Given Data / Assumptions:

  • Slow sand filters: ~2–5 m^3/m^2/day (typical design band).
  • Rapid gravity filters: ~80–120 m^3/m^2/day (post-coagulation typical band).
  • We are asked for a representative multiple (order-of-magnitude comparison).


Concept / Approach:
Taking representative mid-range values (e.g., SSF ≈ 3–4 m^3/m^2/day and RGF ≈ 90–100 m^3/m^2/day) gives a ratio on the order of 20–30. A conservative standard teaching value often cited is about 20 times, which safely represents the magnitude difference for many exam contexts.


Step-by-Step Solution:

Choose SSF typical ≈ 4 m^3/m^2/day; choose RGF typical ≈ 80–100 m^3/m^2/day.Compute ratio ≈ 80/4 to 100/4 = 20–25.Select the closest standard option → 20 times.


Verification / Alternative check:
Design manuals often present RGF throughput an order of magnitude greater than SSF; the 20× figure sits well within the usual range.
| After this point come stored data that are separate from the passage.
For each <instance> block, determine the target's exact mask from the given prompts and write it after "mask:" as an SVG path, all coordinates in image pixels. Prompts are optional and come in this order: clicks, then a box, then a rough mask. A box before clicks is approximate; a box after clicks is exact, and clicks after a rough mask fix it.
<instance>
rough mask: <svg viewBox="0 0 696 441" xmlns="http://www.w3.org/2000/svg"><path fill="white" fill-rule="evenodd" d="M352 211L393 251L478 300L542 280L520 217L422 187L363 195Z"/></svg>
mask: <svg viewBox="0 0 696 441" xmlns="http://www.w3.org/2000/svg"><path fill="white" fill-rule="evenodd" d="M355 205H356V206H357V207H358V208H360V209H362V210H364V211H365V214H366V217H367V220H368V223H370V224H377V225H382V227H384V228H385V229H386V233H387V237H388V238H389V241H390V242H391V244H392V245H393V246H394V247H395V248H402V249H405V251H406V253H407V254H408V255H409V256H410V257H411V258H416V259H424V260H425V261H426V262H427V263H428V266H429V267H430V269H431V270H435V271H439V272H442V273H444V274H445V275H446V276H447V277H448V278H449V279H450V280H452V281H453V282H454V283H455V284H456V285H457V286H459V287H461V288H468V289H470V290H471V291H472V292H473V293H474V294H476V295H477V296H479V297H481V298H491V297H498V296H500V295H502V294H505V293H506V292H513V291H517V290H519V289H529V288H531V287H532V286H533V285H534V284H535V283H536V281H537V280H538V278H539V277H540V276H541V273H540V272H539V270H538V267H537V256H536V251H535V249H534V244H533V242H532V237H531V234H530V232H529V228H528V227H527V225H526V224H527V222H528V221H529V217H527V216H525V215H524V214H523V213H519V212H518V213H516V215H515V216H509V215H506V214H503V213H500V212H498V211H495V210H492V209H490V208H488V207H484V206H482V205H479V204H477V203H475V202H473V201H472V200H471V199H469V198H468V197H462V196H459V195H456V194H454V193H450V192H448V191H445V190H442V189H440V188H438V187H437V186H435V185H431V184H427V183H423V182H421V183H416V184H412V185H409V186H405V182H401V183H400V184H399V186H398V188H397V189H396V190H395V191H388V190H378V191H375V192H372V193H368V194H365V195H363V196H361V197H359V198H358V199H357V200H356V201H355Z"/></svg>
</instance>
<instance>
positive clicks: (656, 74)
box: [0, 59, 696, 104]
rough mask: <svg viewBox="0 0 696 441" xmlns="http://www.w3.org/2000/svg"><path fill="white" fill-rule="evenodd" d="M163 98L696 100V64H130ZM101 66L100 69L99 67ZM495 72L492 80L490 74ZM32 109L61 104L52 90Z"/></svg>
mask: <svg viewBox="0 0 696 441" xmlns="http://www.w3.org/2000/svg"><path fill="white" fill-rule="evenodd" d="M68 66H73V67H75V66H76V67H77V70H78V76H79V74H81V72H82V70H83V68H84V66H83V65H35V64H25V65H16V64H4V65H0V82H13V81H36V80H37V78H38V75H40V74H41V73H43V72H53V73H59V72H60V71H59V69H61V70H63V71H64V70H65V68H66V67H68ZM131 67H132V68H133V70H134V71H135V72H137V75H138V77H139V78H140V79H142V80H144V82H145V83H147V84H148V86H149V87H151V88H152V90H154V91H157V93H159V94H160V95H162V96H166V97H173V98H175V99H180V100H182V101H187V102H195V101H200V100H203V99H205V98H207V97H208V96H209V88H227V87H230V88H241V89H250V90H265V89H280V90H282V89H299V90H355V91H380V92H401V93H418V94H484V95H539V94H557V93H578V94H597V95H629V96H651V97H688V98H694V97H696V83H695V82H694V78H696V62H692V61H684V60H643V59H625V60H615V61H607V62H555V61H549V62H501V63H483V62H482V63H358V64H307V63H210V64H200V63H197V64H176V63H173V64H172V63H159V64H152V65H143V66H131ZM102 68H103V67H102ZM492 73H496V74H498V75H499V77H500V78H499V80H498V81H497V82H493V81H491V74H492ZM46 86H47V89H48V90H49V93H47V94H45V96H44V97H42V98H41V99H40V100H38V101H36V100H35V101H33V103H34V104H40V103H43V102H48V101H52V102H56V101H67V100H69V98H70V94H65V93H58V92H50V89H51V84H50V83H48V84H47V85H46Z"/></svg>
Why Other Options Are Wrong:

  • 10× or 15×: Understate the typical difference.
  • 30× or 35×: Possible for some plants, but higher than a standard benchmark used in teaching questions.


Common Pitfalls:

  • Comparing instantaneous backwash/production cycles rather than net filtration rate.
  • Ignoring pretreatment needs that enable RGF's higher rates.